Get stem of a word

Syntax

s.stem([flags] [from] [wordlen])

 

Parameters

s - str variable containing the word or words. Unless flag 1 used, it should contain single word, or it can contain multiple words and the word is specified using from and wordlen.

flags:

1 Replace all words. The function breaks words assuming that word characters are a-z, A-Z, 0-9, _.
2 When used with flag 1, replace all nonword characters to spaces.

from - word offset in s. Default: 0 (from the beginng of s).

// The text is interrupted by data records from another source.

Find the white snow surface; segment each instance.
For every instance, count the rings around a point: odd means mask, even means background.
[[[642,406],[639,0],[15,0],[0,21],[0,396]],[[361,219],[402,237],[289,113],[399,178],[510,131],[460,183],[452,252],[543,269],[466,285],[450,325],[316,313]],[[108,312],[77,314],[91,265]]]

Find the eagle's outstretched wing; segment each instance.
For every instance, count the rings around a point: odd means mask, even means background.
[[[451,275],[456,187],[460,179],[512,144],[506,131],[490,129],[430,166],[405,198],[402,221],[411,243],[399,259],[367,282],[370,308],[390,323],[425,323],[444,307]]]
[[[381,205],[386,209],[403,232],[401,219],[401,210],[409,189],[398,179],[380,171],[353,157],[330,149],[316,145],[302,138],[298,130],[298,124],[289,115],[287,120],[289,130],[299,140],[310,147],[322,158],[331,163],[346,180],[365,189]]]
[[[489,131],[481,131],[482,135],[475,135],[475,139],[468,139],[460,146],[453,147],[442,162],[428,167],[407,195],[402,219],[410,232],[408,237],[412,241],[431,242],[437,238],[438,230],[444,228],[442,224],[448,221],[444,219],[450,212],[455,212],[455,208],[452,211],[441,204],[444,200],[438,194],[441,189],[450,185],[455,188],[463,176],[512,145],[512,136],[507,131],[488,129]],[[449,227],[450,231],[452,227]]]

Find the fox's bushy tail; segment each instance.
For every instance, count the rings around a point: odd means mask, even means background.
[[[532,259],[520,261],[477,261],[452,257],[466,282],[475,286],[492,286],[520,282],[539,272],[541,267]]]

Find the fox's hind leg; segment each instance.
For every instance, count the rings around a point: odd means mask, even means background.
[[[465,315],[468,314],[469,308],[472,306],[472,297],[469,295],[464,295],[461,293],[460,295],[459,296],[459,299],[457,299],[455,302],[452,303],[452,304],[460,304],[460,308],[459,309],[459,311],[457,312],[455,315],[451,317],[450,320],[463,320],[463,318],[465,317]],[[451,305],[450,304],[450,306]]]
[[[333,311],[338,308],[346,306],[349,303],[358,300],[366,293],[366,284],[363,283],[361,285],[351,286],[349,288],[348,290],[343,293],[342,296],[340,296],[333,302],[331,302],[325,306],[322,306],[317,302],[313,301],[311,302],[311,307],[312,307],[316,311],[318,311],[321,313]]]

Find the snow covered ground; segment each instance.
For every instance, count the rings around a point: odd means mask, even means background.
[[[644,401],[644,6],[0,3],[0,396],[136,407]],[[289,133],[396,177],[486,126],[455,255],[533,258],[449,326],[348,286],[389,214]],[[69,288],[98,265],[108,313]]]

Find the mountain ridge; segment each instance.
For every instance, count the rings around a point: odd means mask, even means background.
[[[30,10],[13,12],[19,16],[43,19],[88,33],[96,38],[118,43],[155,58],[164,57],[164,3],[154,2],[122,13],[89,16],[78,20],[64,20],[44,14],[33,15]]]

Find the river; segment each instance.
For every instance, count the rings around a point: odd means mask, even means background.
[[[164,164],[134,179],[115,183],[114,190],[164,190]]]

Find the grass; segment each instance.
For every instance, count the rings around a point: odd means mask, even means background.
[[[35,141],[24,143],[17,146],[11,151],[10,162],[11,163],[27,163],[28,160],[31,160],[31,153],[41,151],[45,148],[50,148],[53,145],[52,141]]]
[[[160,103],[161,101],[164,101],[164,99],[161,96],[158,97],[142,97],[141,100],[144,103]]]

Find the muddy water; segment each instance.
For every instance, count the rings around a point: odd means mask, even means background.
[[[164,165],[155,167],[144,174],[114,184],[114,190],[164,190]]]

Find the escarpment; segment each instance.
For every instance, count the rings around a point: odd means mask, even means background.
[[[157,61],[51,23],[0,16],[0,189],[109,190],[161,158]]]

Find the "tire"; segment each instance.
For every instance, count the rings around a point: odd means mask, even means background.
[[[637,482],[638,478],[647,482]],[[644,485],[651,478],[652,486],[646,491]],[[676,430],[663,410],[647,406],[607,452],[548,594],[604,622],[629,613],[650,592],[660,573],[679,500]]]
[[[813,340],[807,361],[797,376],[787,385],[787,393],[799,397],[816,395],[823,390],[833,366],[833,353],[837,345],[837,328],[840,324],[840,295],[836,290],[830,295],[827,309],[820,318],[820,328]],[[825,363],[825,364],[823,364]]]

wordlen - word length. Default: -1 (until the end of s).

 

Remarks

Removes suffix from a word. For example, "worked", "working" and similar word forms are replaced to "work". Supports only English.

 

Added in QM 2.2.1.

 

The function is not to get exact root. It is to get common word form for searching. The result may be shorter, or not exactly match an existing word. For example, "happy" and "happiness" are replaced to "happi". The function usually does not change parts of speech, e.g. "worker" (noun) to "work" (verb). The function is not perfect. For example, it does not replace "found" to "find". It also does not remove prefixes.

 

When using from and wordlen, if the word is not at the end, the function replaces the suffix to space characters. If there was 0 (null) character at the end of the word (for example, after tok), instead replaces the suffix to 0 characters.

 

The function also makes the word lowercase, regardless of whether there was a suffix.

 

Stemming usually is used to find words that may be in any form, for example "work", "works", "worked", "working". For example, Google uses it.

 

Examples

str s="working"
s.stem
out s ;;"work"

s="THEY WORKED WELL"
s.stem(0 5 6)
out s ;;"THEY work   WELL"

str s="it worked well"
str s2="works"
s.stem(1|2)
s2.stem
int i=findw(s s2)
out i